Acesso – A instalação das bibliotecas parque segue o roteiro das ações de pacificação no Rio de Janeiro?
V. S. – Em Manguinhos, por exemplo, entramos antes da pacificação. Na Rocinha, chegamos uns 10 dias depois. Começamos a construir antes, não sabíamos qual seria a data da pacificação, mas, por acaso, coincidiu. Mas o programa não é restrito a territórios pacificados, é um programa para todo o estado do Rio de Janeiro. Há uma relação direta com a pacificação porque entramos em um território onde não havia qualquer serviço do Estado. O programa contribui, mas não é restrito a isso. A Biblioteca Pública do Estado, na Avenida Presidente Vargas, que estamos reformando, está no centro do Rio de Janeiro e é também uma biblioteca parque. A Biblioteca Pública de Niterói, que teve o prédio restaurado, no centro de Niterói, é uma biblioteca com programação de biblioteca parque, embora não esteja em uma comunidade.
Acesso – Qual será a próxima biblioteca parque implantada?

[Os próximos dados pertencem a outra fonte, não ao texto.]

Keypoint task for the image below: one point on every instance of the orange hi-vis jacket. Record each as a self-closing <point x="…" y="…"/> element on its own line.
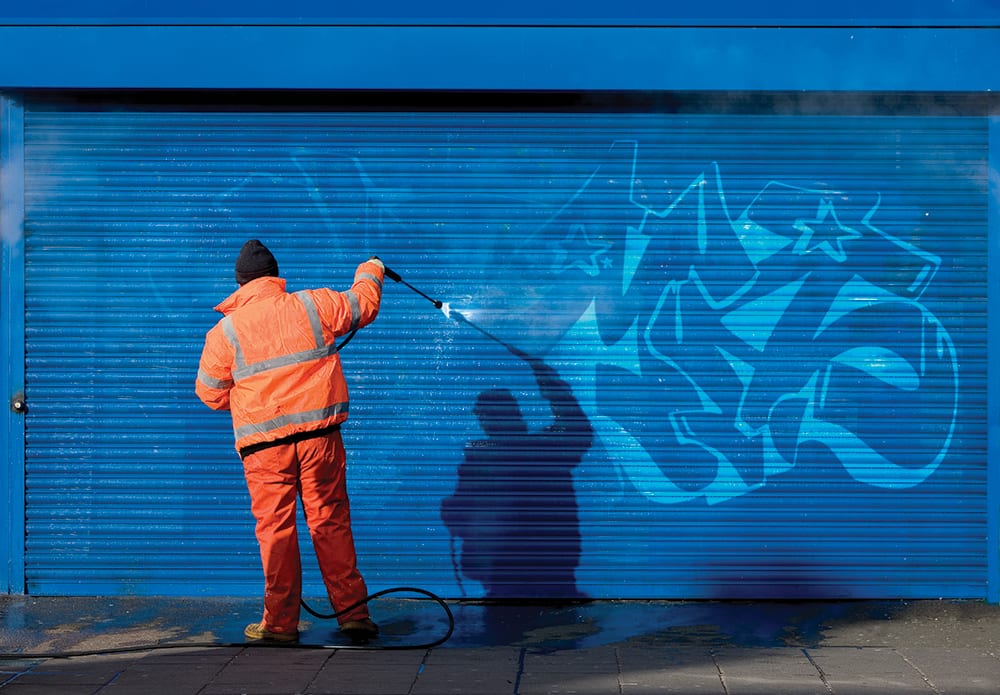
<point x="272" y="359"/>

V. S. – Já temos unidades em Manguinhos, em Niterói e na Rocinha e vamos reabrir, este ano, a Biblioteca Pública do Estado, que é a principal, a cabeça da rede. Acredito que a gente vá conseguir também inaugurar a biblioteca parque do Alemão, se não até o final deste ano, no início do ano que vem. Todas partem do mesmo conceito, mas com diferenças particulares em relação às demandas de cada território.